Filmmaker Stanley Nelson says his documentary begins by explaining why HBCUs formed in the first place.
“I think it’s really important that we start back in the time of enslavement, where it was illegal for African Americans to be educated, all throughout the south,” Nelson says. “Even in the north, in places it was illegal for African Americans to be educated.”
Education was an important step forward – and from that came the question of what should be taught. Nelson says Booker T. Washington was a fascinating character who advocated for what that education should look like.
“He was actually enslaved and he was freed by the Civil War and then he, on his own, just pursues an education,” Nelson says. “But he pushes the idea of what was called an industrial education, which was educating African Americans for service to be great bricklayers, great carpenters, because it was unthreatening.”
Nelson says that the education was shaped, in part, by employers in the North.
“They wanted a workforce that was educated,” Nelson says, “but not too educated. And not too pushy.”
HBCUs have been educating students for over 100 years, and Nelson says that historically black colleges and universities are still needed and still serve a distinct purpose.
“I would argue that until racism and racialism ends in this country, until we have an even playing field for every student who enters grade school through junior high through high school, then we need HBCUs,” he says. “HBCUs still educate an outsized number of African Americans.”

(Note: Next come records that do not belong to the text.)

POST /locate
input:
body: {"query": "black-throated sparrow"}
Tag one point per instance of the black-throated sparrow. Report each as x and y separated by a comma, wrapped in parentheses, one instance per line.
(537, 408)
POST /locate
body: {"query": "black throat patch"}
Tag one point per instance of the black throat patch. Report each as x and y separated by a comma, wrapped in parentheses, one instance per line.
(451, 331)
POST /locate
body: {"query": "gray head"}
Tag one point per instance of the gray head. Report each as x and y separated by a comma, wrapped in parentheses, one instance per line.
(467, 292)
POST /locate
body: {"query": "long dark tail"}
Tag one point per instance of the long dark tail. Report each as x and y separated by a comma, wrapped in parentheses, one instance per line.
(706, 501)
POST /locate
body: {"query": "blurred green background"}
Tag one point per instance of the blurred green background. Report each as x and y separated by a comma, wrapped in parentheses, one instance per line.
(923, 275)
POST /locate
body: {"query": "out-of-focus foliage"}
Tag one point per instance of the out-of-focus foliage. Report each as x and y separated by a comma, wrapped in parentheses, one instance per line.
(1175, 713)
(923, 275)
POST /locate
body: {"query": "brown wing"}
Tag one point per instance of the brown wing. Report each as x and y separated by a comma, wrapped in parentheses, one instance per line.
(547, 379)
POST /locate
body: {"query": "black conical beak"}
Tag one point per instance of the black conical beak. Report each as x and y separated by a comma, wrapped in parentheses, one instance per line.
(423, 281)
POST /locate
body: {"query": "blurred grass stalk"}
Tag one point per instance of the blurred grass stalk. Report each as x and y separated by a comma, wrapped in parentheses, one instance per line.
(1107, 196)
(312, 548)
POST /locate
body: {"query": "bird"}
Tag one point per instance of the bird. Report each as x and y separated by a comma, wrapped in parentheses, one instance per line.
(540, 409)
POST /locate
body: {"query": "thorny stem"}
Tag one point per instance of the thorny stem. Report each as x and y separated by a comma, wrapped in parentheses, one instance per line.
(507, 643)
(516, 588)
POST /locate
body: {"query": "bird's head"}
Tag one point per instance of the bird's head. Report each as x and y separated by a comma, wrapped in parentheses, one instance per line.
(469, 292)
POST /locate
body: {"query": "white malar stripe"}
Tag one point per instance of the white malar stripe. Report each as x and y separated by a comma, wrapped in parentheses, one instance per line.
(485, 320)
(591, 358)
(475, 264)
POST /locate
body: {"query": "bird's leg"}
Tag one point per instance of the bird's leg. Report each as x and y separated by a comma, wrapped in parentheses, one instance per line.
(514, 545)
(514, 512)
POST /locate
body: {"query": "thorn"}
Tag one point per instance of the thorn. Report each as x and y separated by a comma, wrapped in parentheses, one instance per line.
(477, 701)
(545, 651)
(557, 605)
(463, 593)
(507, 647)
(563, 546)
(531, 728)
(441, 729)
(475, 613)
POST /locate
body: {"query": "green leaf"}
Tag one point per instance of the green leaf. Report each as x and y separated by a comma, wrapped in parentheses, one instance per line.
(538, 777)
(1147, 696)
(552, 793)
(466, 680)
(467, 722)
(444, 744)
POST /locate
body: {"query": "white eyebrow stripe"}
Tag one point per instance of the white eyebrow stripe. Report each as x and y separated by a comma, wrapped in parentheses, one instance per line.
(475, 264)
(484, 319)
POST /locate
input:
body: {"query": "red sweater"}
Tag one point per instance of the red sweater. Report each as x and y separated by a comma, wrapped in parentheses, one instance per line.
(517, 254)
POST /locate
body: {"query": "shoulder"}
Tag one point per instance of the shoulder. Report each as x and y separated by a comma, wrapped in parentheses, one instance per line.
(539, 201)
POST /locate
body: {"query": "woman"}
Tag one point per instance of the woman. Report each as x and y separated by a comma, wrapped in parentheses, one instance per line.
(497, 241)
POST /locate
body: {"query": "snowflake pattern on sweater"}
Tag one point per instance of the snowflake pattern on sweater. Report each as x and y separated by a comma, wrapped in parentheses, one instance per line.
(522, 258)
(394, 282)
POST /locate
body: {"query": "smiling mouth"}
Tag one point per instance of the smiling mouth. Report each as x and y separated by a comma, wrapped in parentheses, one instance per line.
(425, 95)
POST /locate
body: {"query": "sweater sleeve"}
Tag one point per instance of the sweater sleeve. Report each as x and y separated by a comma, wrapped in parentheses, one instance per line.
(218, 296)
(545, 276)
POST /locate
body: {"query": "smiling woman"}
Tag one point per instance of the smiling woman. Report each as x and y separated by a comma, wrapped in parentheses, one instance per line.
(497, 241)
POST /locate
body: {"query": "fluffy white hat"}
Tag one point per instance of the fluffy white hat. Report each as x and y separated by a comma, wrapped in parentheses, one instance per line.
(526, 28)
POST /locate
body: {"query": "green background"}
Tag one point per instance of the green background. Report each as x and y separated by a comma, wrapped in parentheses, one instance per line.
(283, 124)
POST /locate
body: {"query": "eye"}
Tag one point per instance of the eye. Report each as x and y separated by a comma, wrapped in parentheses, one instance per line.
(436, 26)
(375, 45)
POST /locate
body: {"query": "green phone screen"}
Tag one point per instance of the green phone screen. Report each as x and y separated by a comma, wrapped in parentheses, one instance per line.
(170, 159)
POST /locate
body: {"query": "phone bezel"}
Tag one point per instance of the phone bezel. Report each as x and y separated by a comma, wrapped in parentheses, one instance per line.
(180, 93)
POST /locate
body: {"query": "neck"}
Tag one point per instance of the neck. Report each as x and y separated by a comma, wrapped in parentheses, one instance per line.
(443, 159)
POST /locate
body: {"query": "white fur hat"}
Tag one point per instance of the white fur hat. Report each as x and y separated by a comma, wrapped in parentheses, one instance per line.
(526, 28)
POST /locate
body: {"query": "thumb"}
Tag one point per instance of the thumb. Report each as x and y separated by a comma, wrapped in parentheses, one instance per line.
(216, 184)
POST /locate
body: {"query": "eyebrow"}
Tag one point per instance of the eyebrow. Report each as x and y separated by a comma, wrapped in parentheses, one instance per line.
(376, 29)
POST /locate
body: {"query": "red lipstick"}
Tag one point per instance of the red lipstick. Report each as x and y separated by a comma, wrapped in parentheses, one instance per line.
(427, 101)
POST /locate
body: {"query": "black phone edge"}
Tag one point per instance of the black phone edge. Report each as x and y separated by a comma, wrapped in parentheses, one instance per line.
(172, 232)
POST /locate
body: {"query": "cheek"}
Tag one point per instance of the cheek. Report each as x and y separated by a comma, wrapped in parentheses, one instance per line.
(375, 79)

“We call our students the genius generation,” Burnette says, “and it’s a collection of students that need to be in an environment where they feel totally empowered. They have a lot in common. They have some of the same struggles, needs. And they don’t have to be ‘the black kid’ or they don’t have to be ‘the Latino kid.’ They can just be the student. And they can rise to their own level of however they’re defining success in an environment that is extremely nurturing.”
She says there’s something special that happens at an HBCU that doesn’t tend to happen at schools that are traditionally white.
“There is something that happens to you when you go to an HBCU that you come into your own kind of empowerment,” she says. “You’re proud of who you are and there’s no limit for you at that school.”
She says that’s why some students gravitate toward Huston-Tillotson – because of the high expectations.
“And that’s just a given in that environment,” Burnette says. “As opposed to proving that you are worthy of something. Racism, whether it’s subtle or blatant, is real. And innate biases are very real. So when you get in an environment where that’s not an issue of concern, it’s removed and you can just be a phenomenal student.”
She says Huston-Tillotson’s history stretches back to the end of slavery, when its first students were former slaves.
“So that resilience,” she says, “has been what’s kept that mission alive for over 100 years.”